Un nouvel État efficace et bienveillant

Il n’y a certes pas de recette pour procéder à un assainissement en mode accéléré de la vie politique pendant une période de transition. Mais on peut avoir comme ambition d’envoyer à la société un signal de rupture en mettant en place un mécanisme de sélection des dirigeants des organes de la transition, qui permette d’examiner à la loupe leurs parcours individuels et d’écarter tous ceux sur lesquels pèsent des soupçons d’enrichissement illicite. Pour les personnes qui ont occupé des fonctions dans l’appareil de défense et de sécurité, le « screening » doit également servir à écarter toutes celles qui ont pu être associées, de près ou de loin, aux nombreux épisodes de violences à l’égard des populations civiles dans le Nord et le Centre sous le couvert de la lutte contre le terrorisme.

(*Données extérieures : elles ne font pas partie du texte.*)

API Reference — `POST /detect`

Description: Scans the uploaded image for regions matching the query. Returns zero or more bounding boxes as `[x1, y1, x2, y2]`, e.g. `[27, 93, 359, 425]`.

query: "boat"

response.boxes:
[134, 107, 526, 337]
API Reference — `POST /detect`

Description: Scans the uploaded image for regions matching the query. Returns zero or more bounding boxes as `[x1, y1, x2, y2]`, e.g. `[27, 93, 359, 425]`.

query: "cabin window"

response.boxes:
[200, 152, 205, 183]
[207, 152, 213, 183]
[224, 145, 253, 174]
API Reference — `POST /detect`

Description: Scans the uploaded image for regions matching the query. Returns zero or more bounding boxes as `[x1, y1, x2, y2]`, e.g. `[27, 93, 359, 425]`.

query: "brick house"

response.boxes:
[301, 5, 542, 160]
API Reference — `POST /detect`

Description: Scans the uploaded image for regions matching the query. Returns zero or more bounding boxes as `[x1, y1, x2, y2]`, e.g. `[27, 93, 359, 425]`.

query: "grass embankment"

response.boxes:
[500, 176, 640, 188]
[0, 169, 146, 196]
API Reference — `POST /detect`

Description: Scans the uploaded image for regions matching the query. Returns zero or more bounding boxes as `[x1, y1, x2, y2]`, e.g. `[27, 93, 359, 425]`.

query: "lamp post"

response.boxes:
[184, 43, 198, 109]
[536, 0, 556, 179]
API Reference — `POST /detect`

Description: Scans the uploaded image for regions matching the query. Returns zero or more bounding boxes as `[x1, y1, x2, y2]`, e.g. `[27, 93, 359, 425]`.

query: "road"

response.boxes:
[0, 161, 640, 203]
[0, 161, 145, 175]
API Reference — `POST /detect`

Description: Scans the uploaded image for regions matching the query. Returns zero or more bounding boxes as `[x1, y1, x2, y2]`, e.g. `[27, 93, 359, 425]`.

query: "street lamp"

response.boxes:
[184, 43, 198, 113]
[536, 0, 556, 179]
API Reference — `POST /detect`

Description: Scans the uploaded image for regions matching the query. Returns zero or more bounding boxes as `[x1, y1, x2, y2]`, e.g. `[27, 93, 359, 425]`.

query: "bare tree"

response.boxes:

La période de transition doit marquer le début d’une lutte crédible contre la culture de l’impunité. Aller le plus vite possible aux élections est le moyen le plus sûr de faire vite ressortir ce que chacun des acteurs politiques maliens, anciens ou émergents, a de plus antinomique à l’intérêt général. Le Mali en crise a besoin de construire, avec ce qu’il a aujourd’hui comme ressources humaines mobilisables, un nouvel État efficace et bienveillant ainsi qu’un nouveau système politique démocratique. Si une transition focalisée sur l’organisation rapide d’élections permettait d’enclencher un processus crédible et durable dans ces deux directions, cela se saurait.